В короткий период моей работы на Центробазе ОТС, коротая время в выходные дни, мы посвящали его искусству. Для этого приносили в лагерь отбракованные электрические лампочки и испачканные с одной стороны куски чертежной бумаги. А стройный старец с седой бородой и детскими глазами – художник из Питера Андрей (кажется, Милентиевич) Геращенко – усаживал вокруг себя на хорошо освещенной площадке посреди барака всех, кто желал участвовать в этом священнодействии, и проводил много часов, посвящая в секреты портретного рисунка. Рядом, плечо к плечу, с полным взаимным уважением друг к другу, трудились и воры, и «контрики». И в желающих попозировать мы недостатка никогда не испытывали. А сказочный Север сам позировал Геращенко. Со своей величественной красотой он неиссякаем для тех, кто хочет и умеет ее рассмотреть.
Для нас это был прорыв в искусство, работа «для души», особенно ценная в тех условиях. И в благодарность старому художнику мы помогали отправлять миниатюры в Ленинград, его дочери. Это уникальная коллекция, если ей удалось сохранить шедевры!

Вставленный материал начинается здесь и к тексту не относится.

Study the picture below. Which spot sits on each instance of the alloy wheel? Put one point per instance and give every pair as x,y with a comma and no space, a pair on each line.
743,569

Память о большом Художнике и его науке неожиданно, на уровне подсознания пришла мне на помощь, когда духовные и физические силы опять оказались на исходе, а положение стало безвыходным. Был обычный выходной день по «скользящему графику», и мне предстояло еще несколько часов тупо наслаждаться «покоем и свободой» грязной постели в углу темного, сырого и холодного барака.
Но я почувствовал, что у меня вдруг «зачесались» в забытой истоме мои избитые о железо тачки и обожженные руки. Поднимался я со своей опостылевшей постели тяжело (именно это запомнилось мне с особенной ясностью!). Вставал через силу, с большой неохотой. Из своего заплечного мешка, которые в лагере иронично называли «сидорами», очень бережно извлек я давно заготовленные и сложенные в плотную пачку квадратики чертежной бумаги, несколько кнопок и специально подобранный набор карандашей различной твердости. К этим принадлежностям я не осмеливался прикасаться со времени приезда в «особорежимный» лагерь.

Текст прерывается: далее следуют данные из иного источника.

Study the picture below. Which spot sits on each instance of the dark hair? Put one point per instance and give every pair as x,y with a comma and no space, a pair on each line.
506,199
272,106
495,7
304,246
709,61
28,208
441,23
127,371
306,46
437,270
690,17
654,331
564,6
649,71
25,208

Потом я, словно живого друга, призвал на помощь светлую память дедушки Геращенко, устроился поближе к свету и, постепенно разминая одеревеневшие пальцы, принялся переносить на бумагу с фотокарточки изображение милого лица жены бригадира со значительным увеличением. Опыт оказался удачным.

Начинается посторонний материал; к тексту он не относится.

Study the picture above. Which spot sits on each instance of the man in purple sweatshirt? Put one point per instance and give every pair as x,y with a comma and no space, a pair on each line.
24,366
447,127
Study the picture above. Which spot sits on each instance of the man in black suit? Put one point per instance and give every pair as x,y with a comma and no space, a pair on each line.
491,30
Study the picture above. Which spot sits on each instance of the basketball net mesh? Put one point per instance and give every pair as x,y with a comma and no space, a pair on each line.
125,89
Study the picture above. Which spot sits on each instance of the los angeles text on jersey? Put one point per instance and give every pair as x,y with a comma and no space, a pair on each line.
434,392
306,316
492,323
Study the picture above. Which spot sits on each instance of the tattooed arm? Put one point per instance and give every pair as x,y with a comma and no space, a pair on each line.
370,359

Я отвлекся от своих дум, в каком-то упоении провел два часа. А кроме того, для всех окружающих я в тот вечер превратился в другого человека. И заработал при этом себе отгул еще на один день, с горбушкой хлеба в придачу.
Пожарный начальник, второй ученик Франца Муншау в этом лагере, Николай Шмидт пришел ко мне сам, в сопровождении того же Яши. Я сразу стал ему очень интересен: он, как только узнал от Яши о моем «таланте», тут же наметил план мероприятий, чтобы использовать меня в своей пожарной карьере. По его мнению, требовалось многое:
– изменить категорию труда по в моем «деле» (а категория эта устанавливалась врачами при ежегодном комиссовании);
– добиться моего открепления из списочного состава шахты;
– добиться включения в штатное расписание пожарного отделения еще одной единицы;
– добиться разрешения капитана – начальника отдела районной пожарной охраны.
Все это, считал Николай, с помощью «моего таланта» и «нужных людей» – «квартирантов», которые полузаконно поселились в его «Пождепо», было вполне преодолимо. Он стал очень энергичен, мой товарищ по «классу Муншау», как только почувствовал, что от меня ему может быть какая-то польза.
По его просьбе уже начали содействовать его «всесильные квартиранты»: Грек – главный экономист лагеря Иван Константинович Панаиотиди и заведующий продскладом Алексей Андреянович Соболев. А им, был уверен Шмидт, все под силу!
Однако еще один пункт «мероприятий» вызвал отбой с моей стороны. Мне самому – лично – нужно было идти за подписью о разрешении к «куму». К тому самому оперуполномоченному, тоже очень энергичному, к которому «прилипало» все, что пыталось проскользнуть мимо. Я поблагодарил Шмидта за хлопоты и наотрез отказался участвовать в такой затее. Чем вызвал ужасное недовольство «шефа»… и интерес к своей особе у «всесильных квартирантов».
Соболев отреагировал оригинально:
‒ К этому? – переспросил он с явным презрением. – Да запросто! Сей момент! Да он сам принесет мне такое разрешение.
«Этот», как оказалось, находился в постоянной «продовольственной» зависимости от Соболева.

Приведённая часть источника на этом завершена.